McGrady, upset by my comment earlier, came alive in the second quarter and displayed vintage athleticism on acrobatic forays to the hoop with difficult finishes. He’s got six points and four assists and Brooks, who played his college ball down the road at I-5, has 10.
Portland 74, Houston 71 (end third): Perhaps at some point, some team will open a double-figure lead in a game at the Rose Garden this season. Failing that, we’ll happily accept back-and-forth action. This has turned into the Tracy McGrady and LaMarcus Aldridge show, McGrady scoring 13 of his 19 points in the third period and Aldridge putting up eight of his 22. Aldridge has really gotten very good at creating good shots, using 26.3 percent of Portland’s possessions in the early going. He hasn’t been hitting them at a great rate, but the gambler’s fallacy is working for him tonight, as he’s 11-of-14 from the field.
With Yao Ming as invisible as a 7-6 guy can possibly be, the Rockets have run their offense through McGrady with strong results. The narrow difference in this game right now probably can be traced to the Blazers’ bench. Travis Outlaw has been very good in a reserve role and is a rebound away from a double-double.
Portland 90, Houston 90 (0:33.8, fourth): Well, the Blazers did briefly take a 10-point lead, but we’ve got another barnburner tonight. Houston has the ball and a chance to take the lead for the first time in the fourth quarter. The Rockets are finishing with Chuck Hayes at power forward for defensive purposes and Aaron Brooks at the point. Portland has Rudy Fernandez and Brandon Roy together in the backcourt, Roy playing the point, with Travis Outlaw and the starters up front. Roy has really not been on his game tonight, shooting 4-of-16 with four turnovers. No one else has stepped up as the go-to guy.
Portland 90, Houston 90 (end regulation): Ron Artest taketh away, Ron Artest giveth.

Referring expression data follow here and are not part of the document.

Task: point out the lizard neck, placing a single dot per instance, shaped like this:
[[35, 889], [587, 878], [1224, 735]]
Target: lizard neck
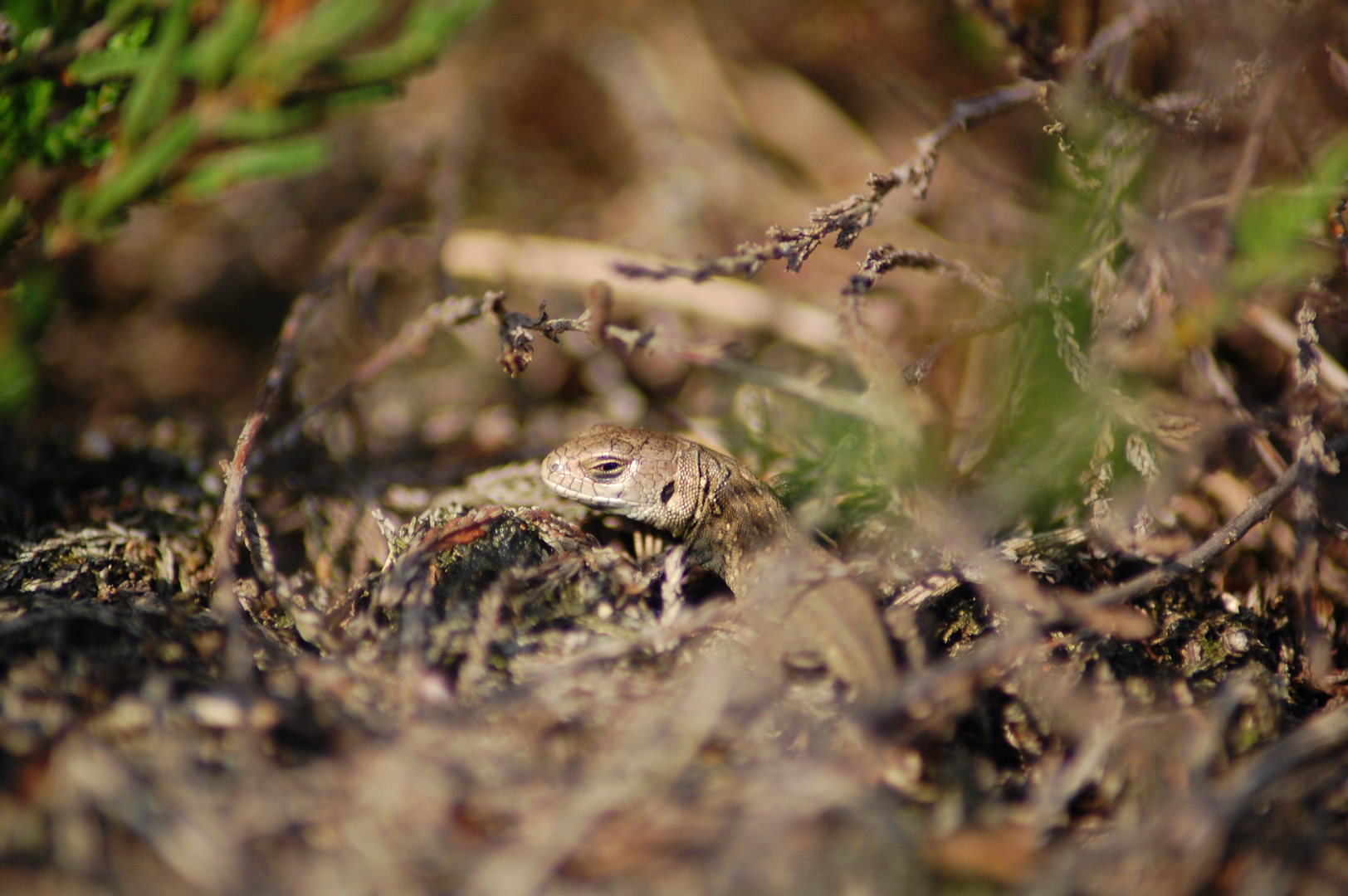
[[739, 526]]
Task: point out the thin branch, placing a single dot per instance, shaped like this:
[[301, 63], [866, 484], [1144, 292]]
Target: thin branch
[[224, 541], [851, 216], [1261, 507]]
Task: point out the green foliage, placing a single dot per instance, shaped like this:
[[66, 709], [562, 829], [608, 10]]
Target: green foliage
[[1276, 229], [274, 159], [132, 99]]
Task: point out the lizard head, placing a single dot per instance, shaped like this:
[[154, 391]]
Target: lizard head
[[637, 473]]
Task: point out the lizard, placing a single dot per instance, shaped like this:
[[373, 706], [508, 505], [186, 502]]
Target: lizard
[[735, 526]]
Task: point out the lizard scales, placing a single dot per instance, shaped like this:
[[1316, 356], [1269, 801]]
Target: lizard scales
[[735, 526]]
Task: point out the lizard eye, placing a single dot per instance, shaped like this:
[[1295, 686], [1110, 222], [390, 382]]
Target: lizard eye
[[605, 469]]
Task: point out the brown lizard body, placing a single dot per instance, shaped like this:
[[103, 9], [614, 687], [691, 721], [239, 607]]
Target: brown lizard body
[[736, 527]]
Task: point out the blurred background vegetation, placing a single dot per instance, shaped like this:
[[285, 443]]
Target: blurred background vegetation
[[177, 173], [1131, 251]]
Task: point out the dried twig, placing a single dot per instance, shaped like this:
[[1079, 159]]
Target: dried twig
[[851, 216], [1220, 541], [224, 541]]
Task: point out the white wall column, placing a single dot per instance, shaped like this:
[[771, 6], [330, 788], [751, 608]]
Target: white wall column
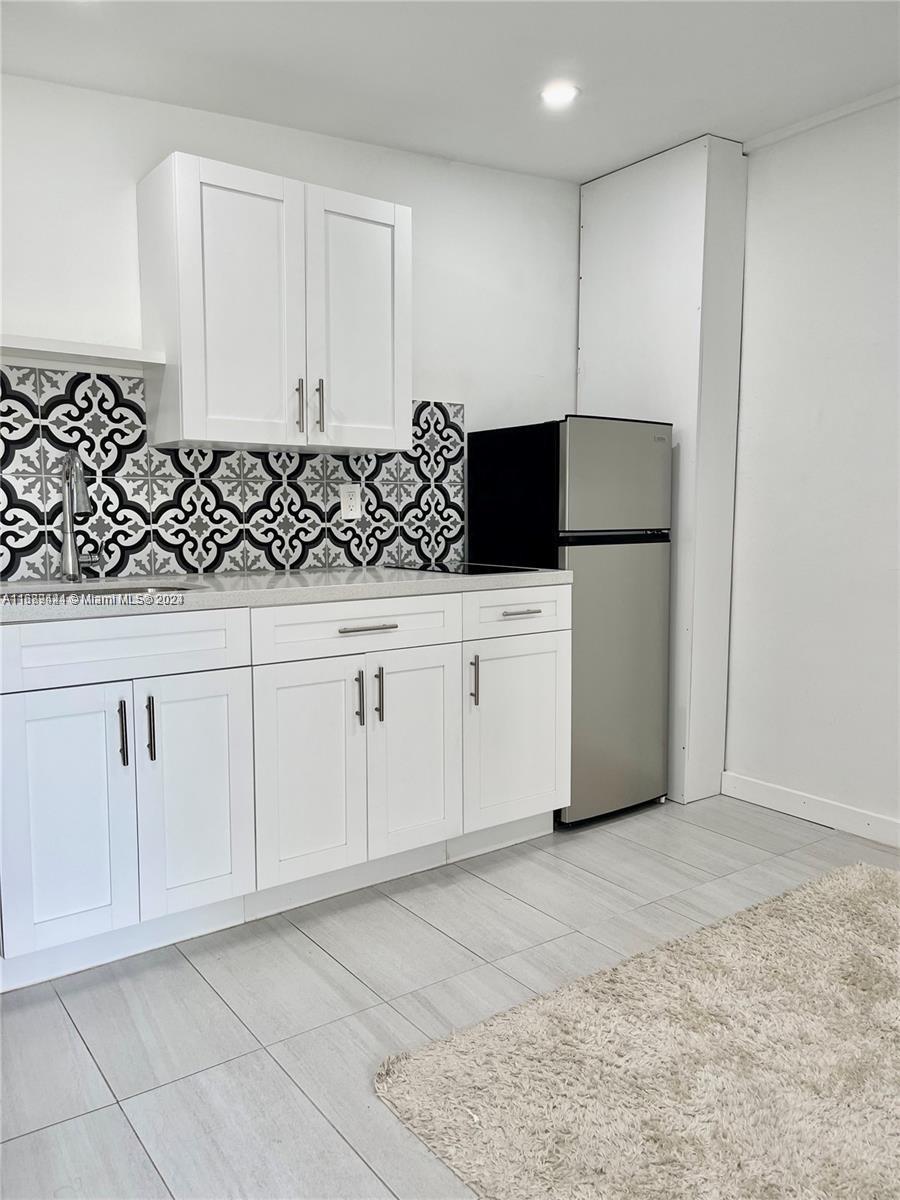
[[661, 275]]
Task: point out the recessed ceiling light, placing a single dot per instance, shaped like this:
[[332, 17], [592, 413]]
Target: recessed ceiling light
[[559, 94]]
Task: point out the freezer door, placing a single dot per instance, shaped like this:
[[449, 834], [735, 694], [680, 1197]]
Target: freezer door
[[615, 474], [619, 676]]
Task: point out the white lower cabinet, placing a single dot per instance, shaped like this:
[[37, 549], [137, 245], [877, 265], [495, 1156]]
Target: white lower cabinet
[[310, 767], [195, 771], [414, 749], [124, 802], [516, 727], [67, 832], [355, 757]]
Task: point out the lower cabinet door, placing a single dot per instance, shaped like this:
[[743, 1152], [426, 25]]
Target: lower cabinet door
[[517, 727], [195, 768], [414, 748], [310, 767], [69, 852]]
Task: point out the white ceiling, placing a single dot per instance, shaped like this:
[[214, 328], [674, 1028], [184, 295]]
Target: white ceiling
[[461, 79]]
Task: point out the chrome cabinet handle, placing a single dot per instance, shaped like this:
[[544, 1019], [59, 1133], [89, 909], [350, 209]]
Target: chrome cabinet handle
[[124, 732], [367, 629], [321, 393], [379, 681], [151, 729], [477, 683], [301, 406]]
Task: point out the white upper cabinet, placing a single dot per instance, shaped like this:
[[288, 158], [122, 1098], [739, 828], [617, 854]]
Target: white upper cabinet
[[358, 294], [283, 310], [222, 285]]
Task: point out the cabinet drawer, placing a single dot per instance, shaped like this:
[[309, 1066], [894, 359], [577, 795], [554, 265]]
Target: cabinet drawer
[[354, 627], [510, 611], [61, 653]]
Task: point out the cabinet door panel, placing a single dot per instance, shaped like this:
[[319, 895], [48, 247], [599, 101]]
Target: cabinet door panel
[[310, 768], [67, 826], [517, 736], [243, 257], [359, 325], [414, 748], [196, 791]]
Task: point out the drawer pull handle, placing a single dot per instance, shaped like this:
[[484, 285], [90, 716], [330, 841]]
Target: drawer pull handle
[[367, 629], [301, 405], [124, 732], [151, 729], [379, 681], [321, 393]]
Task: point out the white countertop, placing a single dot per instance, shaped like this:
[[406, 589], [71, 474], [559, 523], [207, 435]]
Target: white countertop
[[22, 601]]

A disastrous possession on offense for the Rockets saw only Artest touch the ball before taking a contested three. However, Artest stripped Brandon Roy going up at the buzzer, and thus overtime. While this is going to make it a late night on I-5 for me, I’m looking forward to five more minutes of intensity from this crowd.
Portland 101, Houston 99 (final, OT): Unable to buy a basket for 52 minutes and 58 seconds, Brandon Roy picked the right time to come alive. Roy hit two of the most improbable shots you’ll see in the final two seconds as the Blazers twice won this game (sort of). First, Roy hit on the secondary break to untie the game at put the Blazers up with 1.9 seconds remaining. Then Yao Ming topped him with a turnaround from the post plus the foul to give Houston a one-point lead with eight-tenths of a second on the clock. After a timeout, the Blazers inbounded to Roy, who immediately turned and fired from about 30 feet out on the left wing and saw his prayer splash through the net just after the buzzer, handing the hosts a 101-99 victory amid delirium in the Rose Garden stands. From an analytical perspective, hitting that shot tells us nothing about the Blazers. However, this was a team that needed this win to feel good about themselves minus Greg Oden. 2-3 feels a lot different than 1-4 this time of year.
“Hey Kevin, welcome to Portland,” says Ben Golliver of Blazer’s Edge. Really, is every game going to be like this?